Figure emblématique du transhumanisme, Aubrey De Grey propose un programme radical d’ingénierie biologique pour éradiquer le vieillissement, cause majeure de mortalité dans l’espèce humaine.

Par Maël Lemoine.

MaelLemoine

[Transhumanisme - Portrait #1] David Sinclair

Tracez de petits cercles sur un plan. Reliez-les par des lignes de même taille. Quel est le nombre minimum de couleurs dont vous ayez besoin pour qu’aucune paire de cercles reliés par une ligne ne soient de la même couleur, quand le nombre de cercles est infini ?

C’est sur ce problème mathématique dont la solution n’avait pas avancé depuis 60 ans que, l’an dernier, une percée majeure a eu lieu : le nombre minimal de couleurs n’est pas de quatre, mais de cinq. L’auteur de la démonstration n’est pas un mathématicien. Aubrey de Grey est un biologiste autodidacte, informaticien à Oxford dans les années 1990, et ancien champion d’Othello. Il est surtout connu pour ses prises de position radicales en faveur de l’immortalisme. En réalité, il ne s’agit pas simplement de prises de position. Il s’agit de tout un programme de recherche et d’ingénierie du vivant, baptisé SENS (pour « Strategy for Engineered Negligible Senescence »). Un projet de transformation radicale de la biologie humaine dont l’objectif est de nous rendre potentiellement immortels.

De Grey, un personnage à la fois marginal et reconnu de la recherche sur le vieillissement, a eu son heure de gloire voici presque 15 ans. Un débat acharné a alors eu lieu autour du caractère de son programme : est-ce une affirmation scientifique, de dire que l’immortalité humaine peut être atteinte ? Depuis cette époque, De Grey est entré dans le paysage et suscite moins de polémiques et moins d’intérêt. Ceux qui auraient voulu ne plus prendre ses propos au sérieux en sont pour leurs frais : les ressources intellectuelles du personnage, du moins, ne peuvent pas être balayées d’un revers de manche. Peut-être le problème du vieillissement est-il plus difficile qu’un problème mathématique. Ou peut-être pas.

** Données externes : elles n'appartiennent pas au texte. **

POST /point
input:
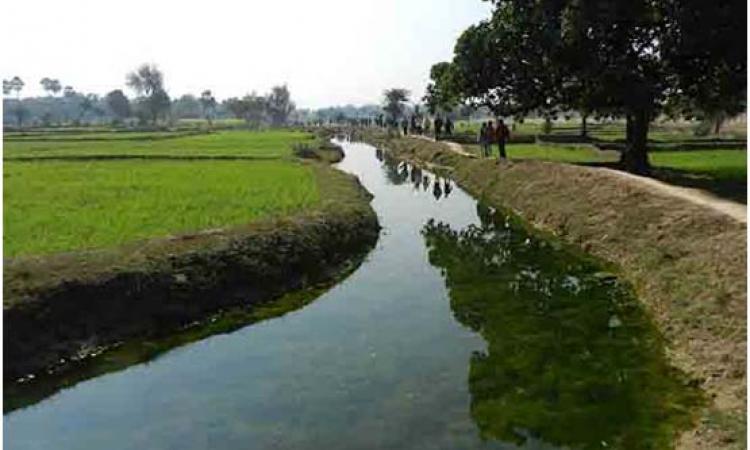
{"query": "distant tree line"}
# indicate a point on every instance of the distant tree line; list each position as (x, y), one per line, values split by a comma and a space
(633, 59)
(150, 106)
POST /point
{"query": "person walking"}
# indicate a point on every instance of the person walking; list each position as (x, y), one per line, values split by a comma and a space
(490, 138)
(503, 134)
(438, 127)
(448, 127)
(482, 139)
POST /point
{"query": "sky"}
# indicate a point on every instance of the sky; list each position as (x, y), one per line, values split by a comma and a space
(328, 52)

Les 7 causes du vieillissement humain

De Grey a donné la première formulation du programme SENS en 2002, l’a détaillé dans son livre de 2007 Ending Aging, et en donne une formulation actualisée sur le site web de sa fondation. Ce programme comprend d’abord une théorie listant les 7 causes du vieillissement humain selon De Grey : la perte cellulaire (ou atrophie tissulaire), l’apparition de cellules cancéreuses, les mutations mitochondriales, la résistance cellulaire à l’apoptose, la rigidification de la matrice extra-cellulaire, l’accumulation d’agrégats extra-cellulaires, l’accumulation d’agrégat intra-cellulaires.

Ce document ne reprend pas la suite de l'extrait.